Monday, April 11, 2011
A “carve out” is just another way of saying that something is excluded from a particular obligation or commitment.
For example: if you didn’t want the limitation of liability section to apply to certain specific terms, you would carve those terms out of the limitation. For example
In no event will either party be liable to the other for any lost revenues, lost profits, incidental, indirect, consequential, special or punitive damages. This mutual Limitation of Liability does not limit the obligations and liability of Supplier provided in the Section titled General Indemnification, Intellectual Property Indemnification or Epidemic Defects in this Agreement.

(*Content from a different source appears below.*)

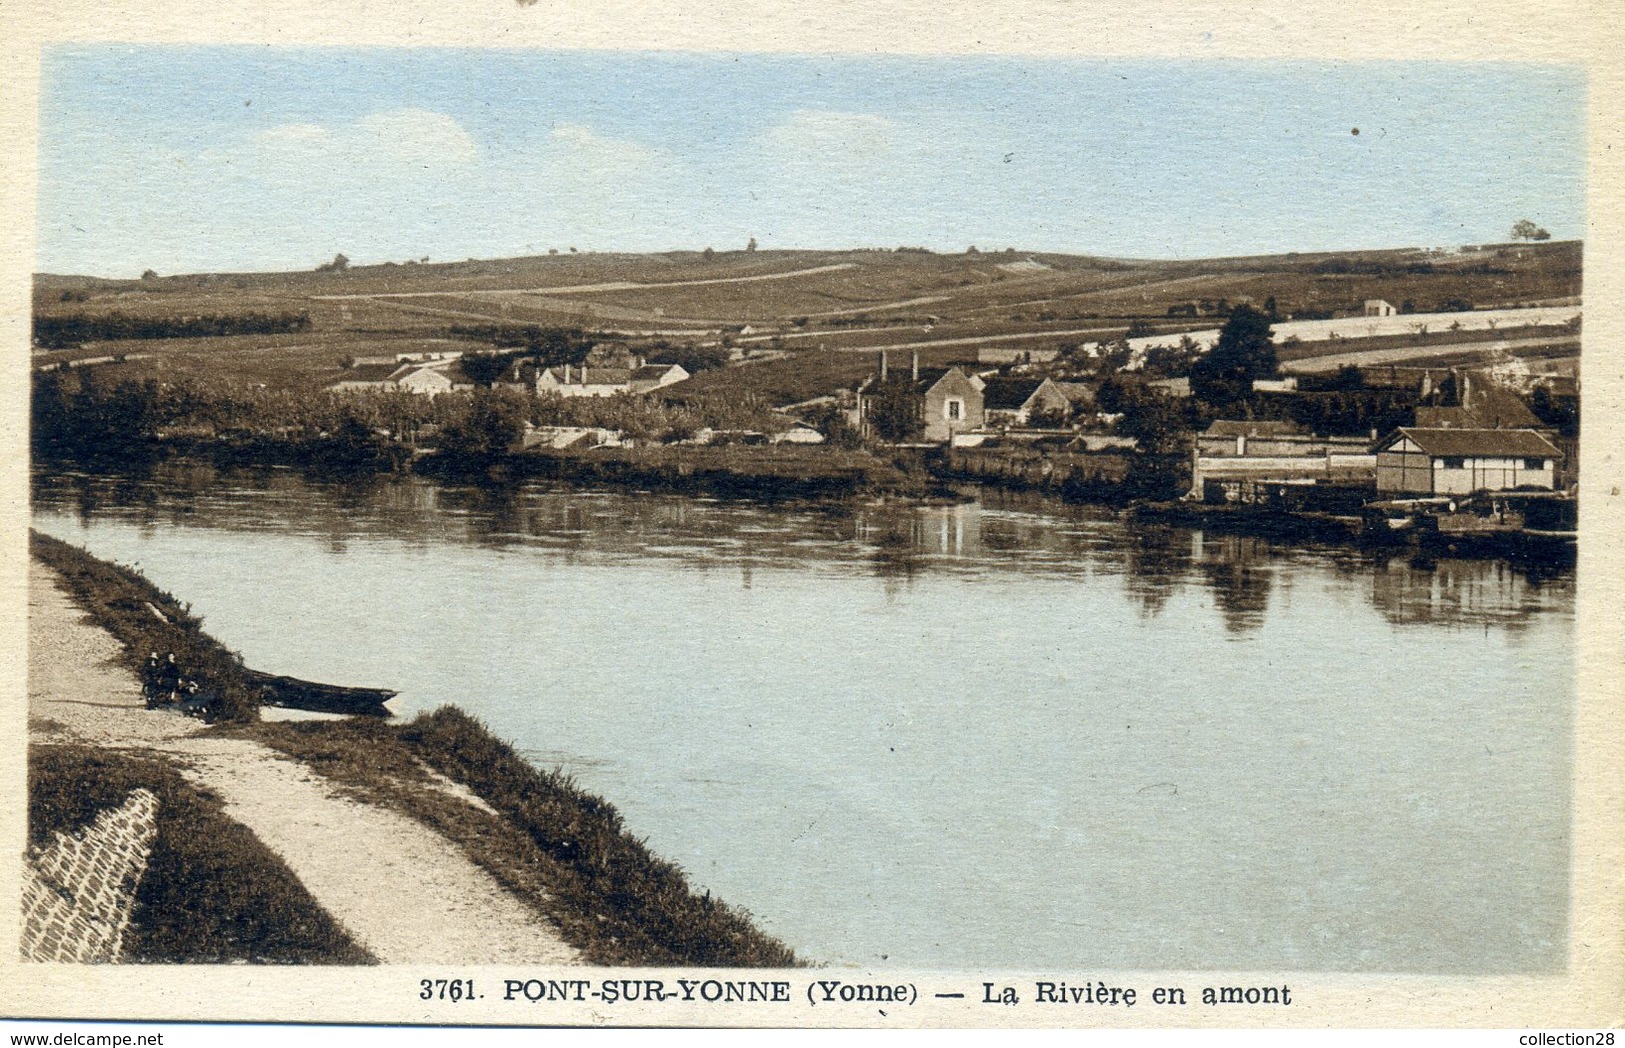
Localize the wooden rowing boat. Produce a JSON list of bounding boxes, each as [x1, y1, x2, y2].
[[244, 668, 398, 716]]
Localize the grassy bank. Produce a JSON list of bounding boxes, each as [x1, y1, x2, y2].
[[29, 743, 374, 963], [32, 530, 800, 966], [249, 710, 801, 967], [31, 530, 260, 723]]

Except for Sections titled General Indemnification, Intellectual Property Indemnification or Epidemic Defects, in no event will either party be liable to the other for any lost revenues, lost profits, incidental, indirect, consequential, special or punitive damages
In both of the above examples the carve out is doing the same thing. It excludes those sections from the limitation on the types of damages that may be claimed. Carve outs are used for situations where you want to treat the breach of a specific section differently. They are also used in situations where without it; the agreement wouldn’t provide you with adequate protection or remedies.
In the example, if the limitation of liability is limiting the damages that may be claimed to only direct damages sustained between the parties. Indemnifications would be carved out, as direct damages would not adequately protect the Buyer. Direct damages would also be inadequate for an Intellectual Property Infringement claim as courts could award special or punitive damages if they determined that the infringement was willful.
In production contracts epidemic defect type of clauses are frequently carved out of limitation of liability provisions, as most of the costs of an epidemic defect are incidental or consequential costs that would not be recoverable if recovery was limited to direct damages.
When a Supplier as part of the negotiation proposes a carve out, or proposes changes to a carve out, you need to carefully review what’s being proposed. I’ve seen carve outs written in a manner where they negate the entire commitment rather than strike the commitment in its entirety. It’s an attempt to slide it buy the Buyer by making you think they you have the commitment as they didn’t change the commitment language.